With apologies to Terri for any inadvertant additions to her TBR pile.
3 comments:
I will not, I repeat, WILL NOT read even one more review of great books you've read. I can't! I won't! I musn't!!
D'oh. Foiled again.
On another note, I so admire your ability to wander back and forth between fantasy and scifi and all of their incarnations, both reading and writing. I have to make a huge effort.
I feel like a slacker taking so long to have gotten to your posts. It has been an exciting, yet harrowing week here Chez DeFino!
Hasn't it just!
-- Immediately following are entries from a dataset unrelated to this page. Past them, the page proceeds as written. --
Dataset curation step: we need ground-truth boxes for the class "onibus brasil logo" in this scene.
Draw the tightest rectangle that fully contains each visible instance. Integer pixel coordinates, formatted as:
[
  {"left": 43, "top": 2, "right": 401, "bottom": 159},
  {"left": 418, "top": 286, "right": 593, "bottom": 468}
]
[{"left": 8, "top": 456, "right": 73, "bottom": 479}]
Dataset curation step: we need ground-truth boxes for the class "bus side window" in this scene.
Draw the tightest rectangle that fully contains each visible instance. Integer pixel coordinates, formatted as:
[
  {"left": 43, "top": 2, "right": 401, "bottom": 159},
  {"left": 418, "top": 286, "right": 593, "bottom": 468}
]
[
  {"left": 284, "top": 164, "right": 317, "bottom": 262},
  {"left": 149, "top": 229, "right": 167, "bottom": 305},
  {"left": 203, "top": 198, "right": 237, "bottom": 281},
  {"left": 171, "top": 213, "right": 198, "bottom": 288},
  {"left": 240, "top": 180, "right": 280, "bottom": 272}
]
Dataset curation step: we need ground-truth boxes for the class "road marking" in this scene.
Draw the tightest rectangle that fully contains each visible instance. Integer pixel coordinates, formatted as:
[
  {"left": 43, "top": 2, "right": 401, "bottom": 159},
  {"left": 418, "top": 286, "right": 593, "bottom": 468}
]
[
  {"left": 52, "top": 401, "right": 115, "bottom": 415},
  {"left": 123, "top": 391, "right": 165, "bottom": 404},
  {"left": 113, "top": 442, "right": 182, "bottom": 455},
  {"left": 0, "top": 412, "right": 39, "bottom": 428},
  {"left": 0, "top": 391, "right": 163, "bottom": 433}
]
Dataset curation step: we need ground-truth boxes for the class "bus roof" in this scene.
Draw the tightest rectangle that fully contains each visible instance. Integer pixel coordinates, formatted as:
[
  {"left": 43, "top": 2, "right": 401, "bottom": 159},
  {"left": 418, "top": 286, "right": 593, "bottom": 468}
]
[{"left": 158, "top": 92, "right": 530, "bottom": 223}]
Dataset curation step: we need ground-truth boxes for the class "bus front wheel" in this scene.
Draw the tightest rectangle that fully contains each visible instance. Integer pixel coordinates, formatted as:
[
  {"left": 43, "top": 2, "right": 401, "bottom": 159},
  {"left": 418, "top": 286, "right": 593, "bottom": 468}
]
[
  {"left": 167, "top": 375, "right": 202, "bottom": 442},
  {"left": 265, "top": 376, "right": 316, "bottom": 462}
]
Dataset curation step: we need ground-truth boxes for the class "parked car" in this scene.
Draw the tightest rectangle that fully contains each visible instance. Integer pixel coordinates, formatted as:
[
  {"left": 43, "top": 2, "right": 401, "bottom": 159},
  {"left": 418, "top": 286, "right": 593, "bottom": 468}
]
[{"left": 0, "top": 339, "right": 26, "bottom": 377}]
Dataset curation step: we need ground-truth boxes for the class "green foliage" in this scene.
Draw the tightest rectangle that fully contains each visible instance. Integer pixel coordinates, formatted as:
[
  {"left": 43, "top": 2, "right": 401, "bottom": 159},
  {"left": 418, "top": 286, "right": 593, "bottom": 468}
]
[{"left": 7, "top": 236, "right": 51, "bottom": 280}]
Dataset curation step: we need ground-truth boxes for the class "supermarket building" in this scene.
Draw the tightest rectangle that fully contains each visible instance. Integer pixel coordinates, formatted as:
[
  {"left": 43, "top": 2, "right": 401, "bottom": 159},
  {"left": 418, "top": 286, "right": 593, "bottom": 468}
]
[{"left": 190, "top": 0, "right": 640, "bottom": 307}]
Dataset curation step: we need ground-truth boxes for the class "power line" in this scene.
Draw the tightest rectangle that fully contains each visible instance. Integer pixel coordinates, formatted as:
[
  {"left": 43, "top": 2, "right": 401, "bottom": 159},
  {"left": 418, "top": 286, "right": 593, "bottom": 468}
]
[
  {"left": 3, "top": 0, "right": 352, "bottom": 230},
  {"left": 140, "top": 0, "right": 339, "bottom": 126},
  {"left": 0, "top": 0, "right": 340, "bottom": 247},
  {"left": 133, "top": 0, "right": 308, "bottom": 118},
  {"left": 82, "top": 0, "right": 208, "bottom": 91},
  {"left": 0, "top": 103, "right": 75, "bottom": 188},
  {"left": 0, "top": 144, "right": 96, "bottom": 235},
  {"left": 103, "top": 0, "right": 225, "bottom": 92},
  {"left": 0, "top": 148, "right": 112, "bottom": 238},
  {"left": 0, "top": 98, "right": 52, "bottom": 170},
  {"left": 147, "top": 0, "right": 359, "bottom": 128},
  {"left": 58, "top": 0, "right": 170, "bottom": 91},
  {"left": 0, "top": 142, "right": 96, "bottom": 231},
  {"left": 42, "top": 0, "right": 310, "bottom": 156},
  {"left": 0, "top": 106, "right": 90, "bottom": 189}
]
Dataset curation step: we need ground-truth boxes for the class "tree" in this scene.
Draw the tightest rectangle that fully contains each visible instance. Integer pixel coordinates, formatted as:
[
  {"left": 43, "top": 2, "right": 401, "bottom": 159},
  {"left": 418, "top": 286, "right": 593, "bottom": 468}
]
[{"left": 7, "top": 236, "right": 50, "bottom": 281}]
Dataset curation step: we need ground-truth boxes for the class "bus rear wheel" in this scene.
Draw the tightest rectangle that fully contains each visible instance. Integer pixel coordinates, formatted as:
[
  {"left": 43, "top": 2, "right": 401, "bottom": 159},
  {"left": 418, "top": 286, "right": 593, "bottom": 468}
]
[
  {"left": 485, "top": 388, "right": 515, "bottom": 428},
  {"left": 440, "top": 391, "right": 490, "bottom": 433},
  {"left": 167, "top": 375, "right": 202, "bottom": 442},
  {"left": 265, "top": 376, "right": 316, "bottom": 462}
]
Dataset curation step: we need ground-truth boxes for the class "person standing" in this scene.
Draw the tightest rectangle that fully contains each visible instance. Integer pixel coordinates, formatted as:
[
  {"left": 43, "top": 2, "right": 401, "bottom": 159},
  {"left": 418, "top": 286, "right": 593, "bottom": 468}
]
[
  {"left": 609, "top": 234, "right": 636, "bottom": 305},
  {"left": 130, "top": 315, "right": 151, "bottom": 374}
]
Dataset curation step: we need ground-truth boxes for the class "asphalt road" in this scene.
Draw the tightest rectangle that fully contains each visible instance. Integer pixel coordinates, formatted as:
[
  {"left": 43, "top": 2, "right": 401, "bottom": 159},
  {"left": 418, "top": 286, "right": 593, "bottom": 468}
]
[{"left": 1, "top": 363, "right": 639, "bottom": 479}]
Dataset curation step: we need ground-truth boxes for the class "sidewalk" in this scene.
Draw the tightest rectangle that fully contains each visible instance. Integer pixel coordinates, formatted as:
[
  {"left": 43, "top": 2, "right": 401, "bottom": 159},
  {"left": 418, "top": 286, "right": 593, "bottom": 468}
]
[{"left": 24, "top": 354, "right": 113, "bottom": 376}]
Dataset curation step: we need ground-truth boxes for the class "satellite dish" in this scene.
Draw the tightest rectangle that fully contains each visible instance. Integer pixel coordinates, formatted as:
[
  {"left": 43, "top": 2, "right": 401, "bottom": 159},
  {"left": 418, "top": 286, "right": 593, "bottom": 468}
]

I'm impressed you can form coherent sentences, after the excitement of cover design and ARCs, and holding your own book in your own hands. (next: a starred review in PW!)
As for cross-genre, when I actually sell an sf or mystery story, then I might be impressed with my versatility ;p
Along with all the excitment, we had a family crisis here. That's had my brain completely buggled. I get to the end of the day and think, "Wait...where am I again? Oh, yeah."
But things seem to be good now. We'll keep our fingers crossed for that! And the wind up to WFC is seriously just...insane.
I know it's just a small press. Modesty is for suckers, but I've no hubris concerning all this. I'm humbled, in fact, and excited, and really just happy to be where I am.
Again, so sorry for missing all your posts!! Hey...why don't you cross post to LJ!? There's a lot more folk over there.